It’s time for open enrollment on insurance plans for thousands of companies and their employees across America.
Many corporations are changing health care insurance options available to their employees; much of that change is cost-shifting in response to the new Health Care Plan recently passed by the government.
Some employers are now offering only high deductible health plans (HDHP) with the options being $1500 or $3000 annual deductibles.
To help defray some of the out-of-pocket expenses on those HDHPs, companies are giving their employees a Health Savings Account. The HSA accounts are "seeded" or partially funded by the employer.

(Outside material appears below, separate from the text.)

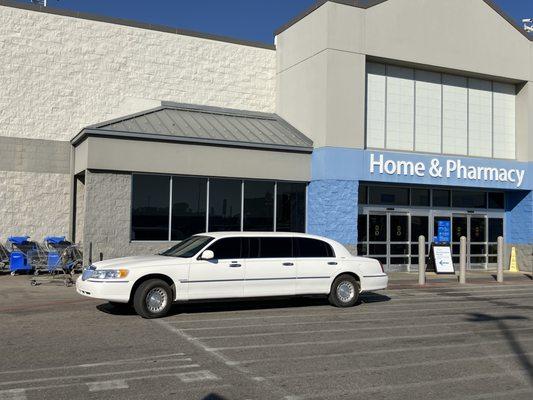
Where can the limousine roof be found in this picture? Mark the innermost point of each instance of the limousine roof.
(340, 250)
(217, 235)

Employees are eligible to continue adding funds to the account with monthly pre-tax contributions; that is unless you are a veteran who also uses the VA.
By law, only employees who have a high deductible plan are eligible to use health savings accounts.
Why would this hit the radar of the National Military Examiner?
Because due to a 2004 IRS law there is an unintended consequence for military veterans who would otherwise benefit from employer funded health savings accounts.
A veteran who has used the Veterans’ Administration three months prior to enrollment is NOT eligible to make Health Savings Account (HSA) contributions or receive HSA funds contributed by their employer, even if that service was for a war-related injury or illness.
Additionally, military (or retired) personnel who use TRICARE or the Veterans' Administration hospital are not eligible to use an HSA because coverage options do not meet the minimum annual deductible requirements.
In a nutshell, this IRS ruling means work-force veterans will not be able to use millions of dollars in employer funded Health Savings Accounts that are made available to their non-veteran co-workers. Many of these veterans have recently served combat tours.
This IRS law is an obvious oversight with an unintended consequence by lawmakers.
U.S.Senators and Representatives need to have this IRS ruling called to their attention for immediate revision.
Examiner’s Note: Being perfectly clear, this is an IRS ruling and has nothing to do with employers, other than the fact they have chosen to offer only high deductible plans to their employees.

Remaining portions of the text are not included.